The exact prevalence of this syndrome is still unknown and it depends on many factors. This syndrome is one of the most controversial issues related to women [23] . A review study indicated that the prevalence of this syndrome is 14 - 88 percent among which 5 - 10 percent of women suffer from its severe type [24] . Due to the variety of symptoms, severity and type of diagnostic criteria, estimating the prevalence of this syndrome is hard and varies in each society. Some previously conducted studies reported that its prevalence is 20 - 90 percent [25] .

In fact, about 90% of women have reported some of the symptoms of premenstrual syndrome in some of their cycles.
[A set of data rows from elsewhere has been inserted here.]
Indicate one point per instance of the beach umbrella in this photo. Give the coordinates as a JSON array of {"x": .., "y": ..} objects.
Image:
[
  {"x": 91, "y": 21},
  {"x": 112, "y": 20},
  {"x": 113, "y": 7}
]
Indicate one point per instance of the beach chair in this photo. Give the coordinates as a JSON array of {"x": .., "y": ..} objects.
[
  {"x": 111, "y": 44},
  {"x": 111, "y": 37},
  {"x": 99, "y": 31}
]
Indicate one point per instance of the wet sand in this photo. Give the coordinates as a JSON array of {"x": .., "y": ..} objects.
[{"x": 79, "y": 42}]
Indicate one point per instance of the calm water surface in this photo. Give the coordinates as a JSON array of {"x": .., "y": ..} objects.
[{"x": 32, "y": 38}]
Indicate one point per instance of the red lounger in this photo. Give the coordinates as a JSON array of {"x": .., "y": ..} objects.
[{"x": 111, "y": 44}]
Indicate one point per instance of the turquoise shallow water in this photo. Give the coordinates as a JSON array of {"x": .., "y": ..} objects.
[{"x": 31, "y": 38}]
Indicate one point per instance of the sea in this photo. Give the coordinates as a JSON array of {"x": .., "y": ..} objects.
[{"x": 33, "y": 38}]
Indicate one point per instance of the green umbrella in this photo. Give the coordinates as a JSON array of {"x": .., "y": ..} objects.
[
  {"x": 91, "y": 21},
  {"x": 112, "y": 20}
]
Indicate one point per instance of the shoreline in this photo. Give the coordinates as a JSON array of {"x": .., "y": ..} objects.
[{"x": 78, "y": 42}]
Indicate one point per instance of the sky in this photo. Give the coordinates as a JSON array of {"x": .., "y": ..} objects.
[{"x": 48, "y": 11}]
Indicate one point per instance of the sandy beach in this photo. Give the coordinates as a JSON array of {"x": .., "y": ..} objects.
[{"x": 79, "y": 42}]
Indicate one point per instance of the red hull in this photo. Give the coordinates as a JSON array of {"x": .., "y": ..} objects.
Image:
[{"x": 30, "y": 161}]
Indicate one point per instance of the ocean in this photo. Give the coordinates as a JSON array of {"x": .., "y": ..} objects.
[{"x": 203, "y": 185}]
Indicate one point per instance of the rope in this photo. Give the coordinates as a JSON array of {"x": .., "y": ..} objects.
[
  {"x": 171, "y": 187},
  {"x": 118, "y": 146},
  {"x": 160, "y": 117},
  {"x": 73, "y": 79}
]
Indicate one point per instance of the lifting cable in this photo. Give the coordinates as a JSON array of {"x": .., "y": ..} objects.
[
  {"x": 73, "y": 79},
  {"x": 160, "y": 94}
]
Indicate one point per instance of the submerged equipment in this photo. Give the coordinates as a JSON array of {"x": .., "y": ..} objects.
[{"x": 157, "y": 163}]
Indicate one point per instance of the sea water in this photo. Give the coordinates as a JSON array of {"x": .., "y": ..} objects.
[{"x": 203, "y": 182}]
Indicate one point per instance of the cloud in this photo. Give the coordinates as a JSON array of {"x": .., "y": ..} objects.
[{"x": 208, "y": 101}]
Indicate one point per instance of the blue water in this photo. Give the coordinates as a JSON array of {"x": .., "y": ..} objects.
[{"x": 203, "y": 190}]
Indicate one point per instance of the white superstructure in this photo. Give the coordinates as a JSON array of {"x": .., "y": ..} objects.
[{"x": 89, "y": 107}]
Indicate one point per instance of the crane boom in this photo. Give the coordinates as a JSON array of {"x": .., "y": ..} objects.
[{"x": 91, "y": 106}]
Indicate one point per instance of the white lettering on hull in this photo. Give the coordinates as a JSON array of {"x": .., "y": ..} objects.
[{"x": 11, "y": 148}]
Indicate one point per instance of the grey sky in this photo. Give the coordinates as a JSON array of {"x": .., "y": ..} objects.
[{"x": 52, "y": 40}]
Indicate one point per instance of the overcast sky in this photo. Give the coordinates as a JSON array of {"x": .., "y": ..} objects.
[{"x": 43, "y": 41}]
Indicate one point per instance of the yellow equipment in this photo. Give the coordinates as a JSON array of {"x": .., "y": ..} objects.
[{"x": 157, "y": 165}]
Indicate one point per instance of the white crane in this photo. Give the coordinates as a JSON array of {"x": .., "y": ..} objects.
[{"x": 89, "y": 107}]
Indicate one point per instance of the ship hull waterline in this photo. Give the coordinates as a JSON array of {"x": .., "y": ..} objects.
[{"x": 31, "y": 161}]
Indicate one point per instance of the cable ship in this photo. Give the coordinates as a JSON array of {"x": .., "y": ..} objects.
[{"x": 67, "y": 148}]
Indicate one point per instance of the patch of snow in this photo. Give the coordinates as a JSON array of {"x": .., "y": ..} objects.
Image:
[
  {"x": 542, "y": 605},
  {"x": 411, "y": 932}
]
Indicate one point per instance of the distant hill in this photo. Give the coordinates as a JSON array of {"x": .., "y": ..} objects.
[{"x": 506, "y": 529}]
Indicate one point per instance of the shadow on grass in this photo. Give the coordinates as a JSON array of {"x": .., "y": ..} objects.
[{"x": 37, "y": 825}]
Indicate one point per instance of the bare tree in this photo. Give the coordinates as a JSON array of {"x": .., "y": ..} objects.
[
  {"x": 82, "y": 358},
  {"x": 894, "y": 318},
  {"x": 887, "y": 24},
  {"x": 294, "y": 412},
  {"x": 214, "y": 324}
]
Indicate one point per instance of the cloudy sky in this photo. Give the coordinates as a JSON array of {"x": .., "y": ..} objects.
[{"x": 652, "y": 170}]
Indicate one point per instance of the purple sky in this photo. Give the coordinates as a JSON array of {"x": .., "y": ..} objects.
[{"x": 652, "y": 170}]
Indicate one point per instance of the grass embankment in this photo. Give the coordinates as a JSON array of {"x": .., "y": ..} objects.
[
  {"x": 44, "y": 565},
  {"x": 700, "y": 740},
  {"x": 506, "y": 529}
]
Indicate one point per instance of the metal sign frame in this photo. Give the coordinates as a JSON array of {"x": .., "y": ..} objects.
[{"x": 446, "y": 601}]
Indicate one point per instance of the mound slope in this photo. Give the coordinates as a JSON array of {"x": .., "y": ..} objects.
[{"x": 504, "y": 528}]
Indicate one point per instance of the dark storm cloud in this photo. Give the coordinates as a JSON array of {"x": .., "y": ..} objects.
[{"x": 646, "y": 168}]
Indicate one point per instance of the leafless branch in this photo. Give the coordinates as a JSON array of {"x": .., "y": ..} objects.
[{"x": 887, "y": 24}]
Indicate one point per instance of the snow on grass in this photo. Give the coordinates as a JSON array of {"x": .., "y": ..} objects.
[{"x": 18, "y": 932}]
Approximately, “20%” of women have frequently experienced behavioral, emotional or physical symptoms of premenstrual syndrome in their childbearing age [26] .

Various theories, including that those who are physiologically more sensitive to normal cyclical changes in estrogen and progesterone are prune to this syndrome, considering psychological, medical, social, nutritional causes and etc. which could have consequences for the individual and society, have been proposed for this syndrome [27] -[30] .
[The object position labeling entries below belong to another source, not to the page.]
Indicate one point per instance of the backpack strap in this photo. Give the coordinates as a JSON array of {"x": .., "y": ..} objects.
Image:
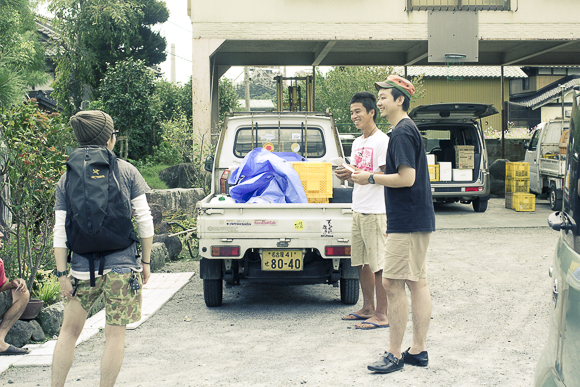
[{"x": 100, "y": 257}]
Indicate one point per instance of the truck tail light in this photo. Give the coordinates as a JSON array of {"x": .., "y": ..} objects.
[
  {"x": 337, "y": 250},
  {"x": 224, "y": 182},
  {"x": 225, "y": 251}
]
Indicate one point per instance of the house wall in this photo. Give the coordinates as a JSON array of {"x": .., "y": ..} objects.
[
  {"x": 482, "y": 90},
  {"x": 343, "y": 19}
]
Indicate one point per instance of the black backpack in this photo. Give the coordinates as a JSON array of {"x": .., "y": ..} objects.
[{"x": 98, "y": 219}]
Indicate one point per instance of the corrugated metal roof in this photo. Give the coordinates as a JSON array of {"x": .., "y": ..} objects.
[
  {"x": 548, "y": 93},
  {"x": 462, "y": 71}
]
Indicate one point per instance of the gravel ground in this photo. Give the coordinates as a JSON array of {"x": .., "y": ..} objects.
[{"x": 491, "y": 302}]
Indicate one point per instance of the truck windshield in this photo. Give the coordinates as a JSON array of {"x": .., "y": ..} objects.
[{"x": 308, "y": 144}]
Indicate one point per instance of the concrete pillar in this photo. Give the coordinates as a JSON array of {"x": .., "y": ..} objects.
[
  {"x": 217, "y": 72},
  {"x": 201, "y": 84}
]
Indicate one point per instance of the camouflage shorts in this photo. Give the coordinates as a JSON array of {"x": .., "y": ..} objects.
[{"x": 121, "y": 305}]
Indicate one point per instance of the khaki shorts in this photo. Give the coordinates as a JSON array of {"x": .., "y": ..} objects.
[
  {"x": 405, "y": 256},
  {"x": 369, "y": 233},
  {"x": 121, "y": 305}
]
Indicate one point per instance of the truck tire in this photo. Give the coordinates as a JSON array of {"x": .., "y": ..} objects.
[
  {"x": 213, "y": 292},
  {"x": 555, "y": 203},
  {"x": 349, "y": 289},
  {"x": 479, "y": 205}
]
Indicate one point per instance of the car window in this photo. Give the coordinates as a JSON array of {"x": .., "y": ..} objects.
[
  {"x": 295, "y": 139},
  {"x": 534, "y": 141},
  {"x": 571, "y": 182}
]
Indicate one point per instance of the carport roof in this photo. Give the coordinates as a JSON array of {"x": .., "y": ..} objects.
[
  {"x": 547, "y": 93},
  {"x": 389, "y": 53}
]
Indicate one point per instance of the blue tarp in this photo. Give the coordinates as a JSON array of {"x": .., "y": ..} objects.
[{"x": 265, "y": 177}]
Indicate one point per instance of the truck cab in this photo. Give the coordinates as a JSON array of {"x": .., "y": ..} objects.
[
  {"x": 275, "y": 243},
  {"x": 546, "y": 153}
]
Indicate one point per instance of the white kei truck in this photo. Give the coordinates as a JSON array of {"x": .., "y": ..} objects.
[
  {"x": 273, "y": 243},
  {"x": 546, "y": 154}
]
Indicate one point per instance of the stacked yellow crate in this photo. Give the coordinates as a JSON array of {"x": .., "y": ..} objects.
[
  {"x": 517, "y": 187},
  {"x": 316, "y": 178}
]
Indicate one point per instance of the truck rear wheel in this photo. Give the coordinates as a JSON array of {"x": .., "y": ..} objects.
[
  {"x": 479, "y": 205},
  {"x": 349, "y": 289},
  {"x": 555, "y": 203},
  {"x": 213, "y": 292}
]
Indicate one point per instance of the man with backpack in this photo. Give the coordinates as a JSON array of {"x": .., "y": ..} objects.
[{"x": 95, "y": 201}]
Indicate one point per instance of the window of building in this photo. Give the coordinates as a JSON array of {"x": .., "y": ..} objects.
[{"x": 458, "y": 5}]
Since in our country, little sporadic studies have been carried out on this issue and given the importance of the high prevalence and its serious consequences on patients’ performance, the present study aimed to examine the frequency of this syndrome in university students living in dormitories of Sistan and Baluchestan University.

2. Methods

The statistical population of this descriptive study included all female university students living in dormitories of Sistan and Baluchestan University in the academic year 2013-2014. To this end, after obtaining the subjects’ consent and emphasizing on the confidentiality of the information, questionnaires were completed by the subjects. Exclusion criteria were drug use (due to internal conditions including endocrine disorders, autoimmune diseases and gynecological diseases such as polycystic ovaries and endometriosis), panic disorder and periodicals, bipolar disorder, personal disorders and psychosis. Total sample of 207 individuals participated in the study. This is while 2 individuals were eliminated from the study due to their incomplete questionnaires and 4 other individuals were excluded due to other exclusion criteria (since these symptoms are similar to symptoms create by premenstrual syndrome or premenstrual dysphoric disorder). Finally, the sample size was 201 individuals.
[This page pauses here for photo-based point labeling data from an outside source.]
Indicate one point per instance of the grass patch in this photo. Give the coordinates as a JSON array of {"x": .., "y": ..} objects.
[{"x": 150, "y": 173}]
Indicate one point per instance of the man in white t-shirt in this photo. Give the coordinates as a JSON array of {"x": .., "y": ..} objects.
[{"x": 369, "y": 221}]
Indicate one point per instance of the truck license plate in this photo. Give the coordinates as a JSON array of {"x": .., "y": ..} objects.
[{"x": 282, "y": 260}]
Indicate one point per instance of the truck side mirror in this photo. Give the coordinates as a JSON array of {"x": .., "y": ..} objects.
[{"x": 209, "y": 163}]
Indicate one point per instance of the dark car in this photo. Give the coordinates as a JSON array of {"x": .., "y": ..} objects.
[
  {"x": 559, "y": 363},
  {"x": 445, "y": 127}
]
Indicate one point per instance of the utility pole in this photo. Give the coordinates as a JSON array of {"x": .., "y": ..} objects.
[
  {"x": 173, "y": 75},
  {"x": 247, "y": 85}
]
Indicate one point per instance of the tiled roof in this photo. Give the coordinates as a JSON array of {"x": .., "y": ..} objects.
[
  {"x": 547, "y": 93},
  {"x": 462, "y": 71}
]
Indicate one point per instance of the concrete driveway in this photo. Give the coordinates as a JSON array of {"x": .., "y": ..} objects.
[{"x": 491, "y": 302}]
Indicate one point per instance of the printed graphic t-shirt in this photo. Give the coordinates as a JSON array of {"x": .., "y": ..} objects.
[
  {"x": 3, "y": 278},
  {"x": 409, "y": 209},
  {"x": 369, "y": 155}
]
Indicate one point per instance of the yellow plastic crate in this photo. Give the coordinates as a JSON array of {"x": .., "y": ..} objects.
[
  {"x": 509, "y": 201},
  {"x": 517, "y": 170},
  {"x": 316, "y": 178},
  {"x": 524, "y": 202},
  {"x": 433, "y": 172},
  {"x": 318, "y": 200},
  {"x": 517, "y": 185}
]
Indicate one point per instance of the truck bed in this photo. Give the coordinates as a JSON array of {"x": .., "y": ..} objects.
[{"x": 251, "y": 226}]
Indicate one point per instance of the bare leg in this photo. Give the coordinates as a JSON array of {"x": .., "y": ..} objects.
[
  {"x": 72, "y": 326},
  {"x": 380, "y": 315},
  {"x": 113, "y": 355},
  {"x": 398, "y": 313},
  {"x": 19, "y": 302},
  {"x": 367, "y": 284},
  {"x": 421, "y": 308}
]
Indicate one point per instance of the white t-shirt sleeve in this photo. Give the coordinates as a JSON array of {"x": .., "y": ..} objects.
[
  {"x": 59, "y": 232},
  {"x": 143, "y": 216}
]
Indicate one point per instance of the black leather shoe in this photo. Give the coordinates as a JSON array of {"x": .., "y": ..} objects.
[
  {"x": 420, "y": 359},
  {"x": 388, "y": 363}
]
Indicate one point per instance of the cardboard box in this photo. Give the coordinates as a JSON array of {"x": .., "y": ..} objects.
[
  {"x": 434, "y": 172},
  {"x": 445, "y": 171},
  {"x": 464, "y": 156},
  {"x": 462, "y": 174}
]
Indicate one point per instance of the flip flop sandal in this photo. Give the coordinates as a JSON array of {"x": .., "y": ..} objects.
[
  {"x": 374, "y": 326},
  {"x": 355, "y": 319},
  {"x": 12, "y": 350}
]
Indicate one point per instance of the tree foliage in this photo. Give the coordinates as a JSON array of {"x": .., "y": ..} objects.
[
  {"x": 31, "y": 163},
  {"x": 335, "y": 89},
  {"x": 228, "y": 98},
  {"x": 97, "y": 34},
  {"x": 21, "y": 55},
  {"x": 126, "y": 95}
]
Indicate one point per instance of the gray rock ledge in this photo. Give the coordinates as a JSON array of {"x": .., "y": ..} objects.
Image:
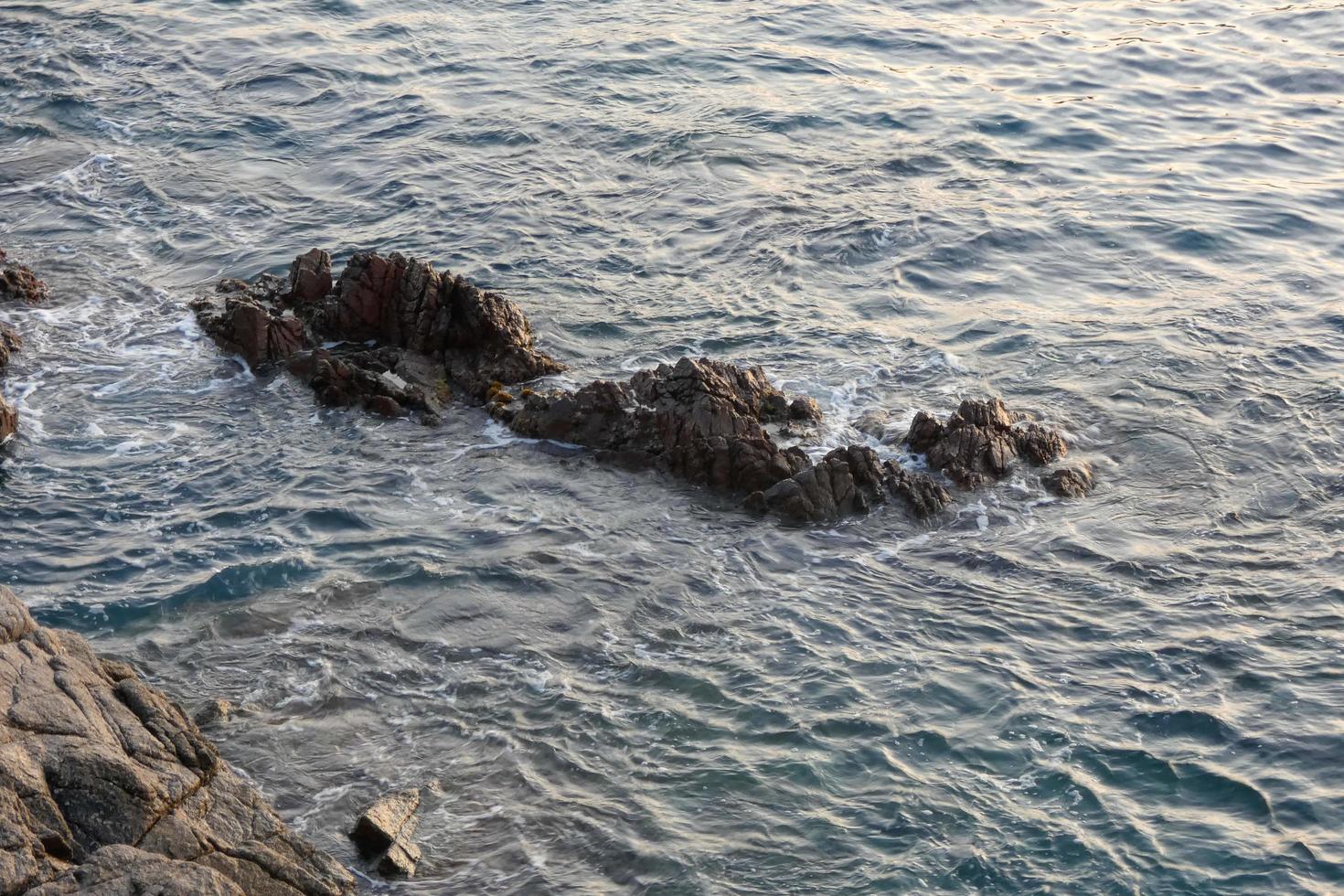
[{"x": 108, "y": 787}]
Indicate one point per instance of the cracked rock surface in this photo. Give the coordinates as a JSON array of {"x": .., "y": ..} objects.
[
  {"x": 108, "y": 787},
  {"x": 432, "y": 329}
]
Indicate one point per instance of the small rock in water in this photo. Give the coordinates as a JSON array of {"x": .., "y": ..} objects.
[
  {"x": 212, "y": 710},
  {"x": 1070, "y": 481},
  {"x": 383, "y": 833}
]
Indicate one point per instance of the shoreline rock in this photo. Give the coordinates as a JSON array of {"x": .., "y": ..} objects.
[
  {"x": 398, "y": 337},
  {"x": 108, "y": 787}
]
Data were collected using two structured questionnaires:

1) Demographic and social information form including age, marital status, place of residence, history of pregnancy, menstrual status (dysmenorrhea, pain severity, and length of menstruation)

2) Symptom Assessment Questionnaire containing 20 self-reported questions which evaluate the frequency and severity of this syndrome, 10 questions related to psychological signs and 10 questions related to physical signs.

Reported criteria for diagnosis of PMS and DSM-IV signs were extracted from previously conducted studies and considered as a valid questionnaire [24] .

The mentioned questionnaire was provided individually to participants. They were asked to fill out the demographic section (without mentioning their name) and report any symptoms they had experienced during the last month before their menstruation. In this study, instead of daily recorded symptoms based on standard tables, retrospective symptoms assessment method was used [31] , (to avoid disappearance of the questionnaires or/and lack of precision and time in recording daily symptoms). Subjects were asked to determine the severity of PMS symptoms based on a 5-point Likert scale (0 = not at all; 1 = mild; 2 = moderate; 3 = relatively severe; 4 = severe).

To determine the prevalence of premenstrual syndrome, ACOG criteria for PMS which includes 2 symptoms (at least one emotional and one physical symptoms) with moderate and more than moderate severity were considered (those who reported mild symptoms were not regarded as patients) [32] .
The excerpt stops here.